A few years ago, I was working on a project for the organization I worked for. Annually, we created staff manuals for our team of about 500 people. These manuals were hundreds of pages – all of which needed to be updated, edited, formatted, and printed. It was not the most fun project that I got to work on, but it was something that had to be done.
I lead a team that worked hard on revamping the manual. We worked with college students and the 3-inch binder we were giving them made them break out in hives and we lost their attention… well maybe it was not that bad, but pretty close. We decided to change the way they were printed in hopes to get a product that was easier to use for our staff throughout the summer.
I reached out to a printing vendor that our organization used fairly often, hoping he could come through for me with a very quick turn around. See, the process to get the information in the manual updated, edited, and formatted took way longer than expected so we were up against a quick deadline to get the manuals printed.
I spent many hours getting the data to the printer and I spent a lot of time communicating how quickly we needed the product. Not only did we need it printed quickly, but we also needed it shipped overnight to Orlando, FL for an event we were hosting
I knew it was a recipe for disaster, and it was all on my shoulders
We got the product in Orlando just in the nick of time. But when we got the product, there were countless things wrong with it that did not match the intentions of the project. I was mad and I was frustrated. I had just spent thousands of dollars to get this done quickly and shipped quickly to get a sub-par product.
I thought – how could the printer do this? How could he give us a product this far off of spec?
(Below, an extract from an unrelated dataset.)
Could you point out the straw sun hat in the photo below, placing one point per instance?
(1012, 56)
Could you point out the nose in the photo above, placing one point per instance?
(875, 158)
Why would he deliver such a product when you could tell it was poor quality?
I instantly assumed that he was being sloppy, that he was being careless, and that maybe he didn’t care. I was mad at him.
When I reached out to him to express my frustration – what I realized is that he had actually had the best intentions at heart. As I communicated to him about the project, he heard that speed was my number one priority. He heard me communicate over and over that getting the product on the right date was the most important thing for me. He was doing what he thought was best to fulfill my request. In fact, he was at Kinko’s until early in the morning working to get the project done for me.
What I learned that day is that I need to assume the best of people. Yes, we had some issues that we had to work through – I needed to communicate the scope of the project better, he needed to be clearer on what he could deliver in the time frame –
However, had I taken the approach to assume the best of him, I would have seen that he was doing what he could to make it meet my priorities. If I would have assumed the best of him, maybe I would not have been frustrated at him, and I would have been able to take the time to see all the things I had done wrong in the process. If I had assumed the best of him, I would have helped my relationship with that vendor in the long run.
We have a responsibility to assume the best of people; however it seems like our tendency is to assume the worst. We assume that people are out to get us, that they are lazy, or that they don’t care. When we choose to assume the best, we can get to the real heart of issues because we are not quick to judge the motives that we cannot see.
When we assume the best of others, we build relationships, we build trust, and we work together better to accomplish our goals.
Let’s be mindful to assume the best of those we work with, those we lead, and those we are in relationship with day in and day out!
Question: When have you not assumed the best of someone? How could it have been different?